Saluto a S.E. Mons. Domenico Basile Domenica della Divina Misericordia

12-04-2026

Caro don Mimmo, caro Fratello nell’Episcopato,

solo poche ore ci separano dal momento in cui, al Palazzetto dello Sport, le mie mani e quelle dei confratelli Vescovi si sono posate sul tuo capo. Ieri eri il mio primo collaboratore, il mio Vicario Generale, il braccio destro nel governo di questa nostra amata Chiesa di Andria. Oggi ti accogliamo in questa Cattedrale — che è la tua casa — con la dignità dei Successori degli Apostoli.

Non è un caso che la tua prima Messa da Vescovo qui ad Andria avvenga nella Domenica della Divina Misericordia. Come abbiamo detto ieri, la Misericordia non è un’idea astratta, ma è un volto. Per anni, in questa Diocesi, il tuo servizio è stato un volto concreto di questa vicinanza. Ora, quel “sequestro” dello Spirito Santo di cui parlavamo nell’ordinazione ti chiama a portare questa stessa tenerezza alla Chiesa di Molfetta-Ruvo-Giovinazzo-Terlizzi.
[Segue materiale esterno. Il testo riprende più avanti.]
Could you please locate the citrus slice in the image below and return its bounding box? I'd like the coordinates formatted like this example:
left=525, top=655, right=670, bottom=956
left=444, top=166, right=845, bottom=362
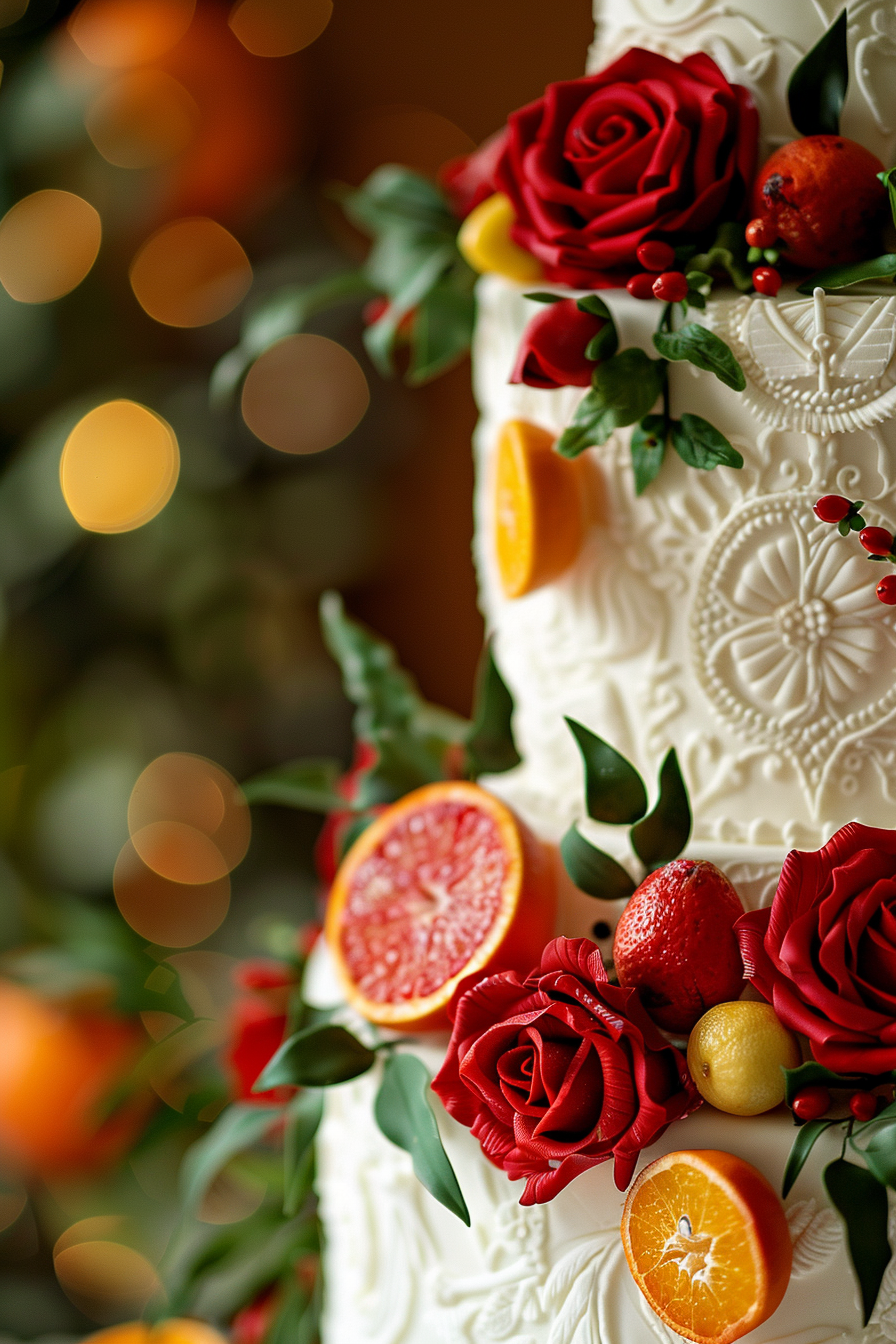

Questa Cattedrale, che custodisce le reliquie di San Riccardo, ti ha visto sacerdote, educatore e pastore. Se ieri ti ho consegnato idealmente il bastone di San Riccardo e la bisaccia di San Corrado, oggi, in questo saluto, vorrei consegnarti il cuore della nostra gente. Andria ti ha generato alla fede; portane con te la tempra, la capacità di soffrire e di sperare, quella carità operosa che non ha bisogno di palcoscenici.

In questa Chiesa Madre siamo all’ombra della Sacra Spina, la reliquia preziosa che questa città custodisce con venerazione secolare. Ieri nell’omelia parlavamo delle piaghe del Risorto: don Mimmo, tu sei cresciuto accanto a questo segno della Passione che, per noi, è sempre diventato annuncio di Risurrezione e di miracolo. Porta con te, nel tuo nuovo ministero, la spiritualità di questa Spina: ricorda che non c’è regalità episcopale che non passi attraverso la condivisione delle ferite del tuo popolo. Come la Sacra Spina ha parlato al cuore degli andriesi nei momenti di prova, così la tua parola sia una spina che punge le coscienze intorpidite e un balsamo che lenisce le sofferenze dei più poveri.

Don Mimmo, il distacco del Vicario dal suo Vescovo è sempre un sacrificio per la diocesi di origine, ma è un sacrificio che facciamo con il sorriso, perché sappiamo che il dono che Dio ci ha fatto in te ora appartiene a tutta la Chiesa. Come ci ha ricordato il Papa nel messaggio che abbiamo meditato ieri, sii uomo di pace e di dialogo. Le porte di questa Cattedrale resteranno per te sempre aperte, ma il tuo sguardo ora deve puntare al mare di Molfetta, con la stessa audacia di don Tonino Bello.

Vai, caro don Mimmo. Prendi il largo. La Chiesa di Andria non ti perde: ti “esporta” come il suo frutto più bello. Sotto lo sguardo della Madonna dei Miracoli, cammina con gioia. Noi restiamo qui, a pregare per te, orgogliosi di chiamarti — ora e per sempre — Fratello.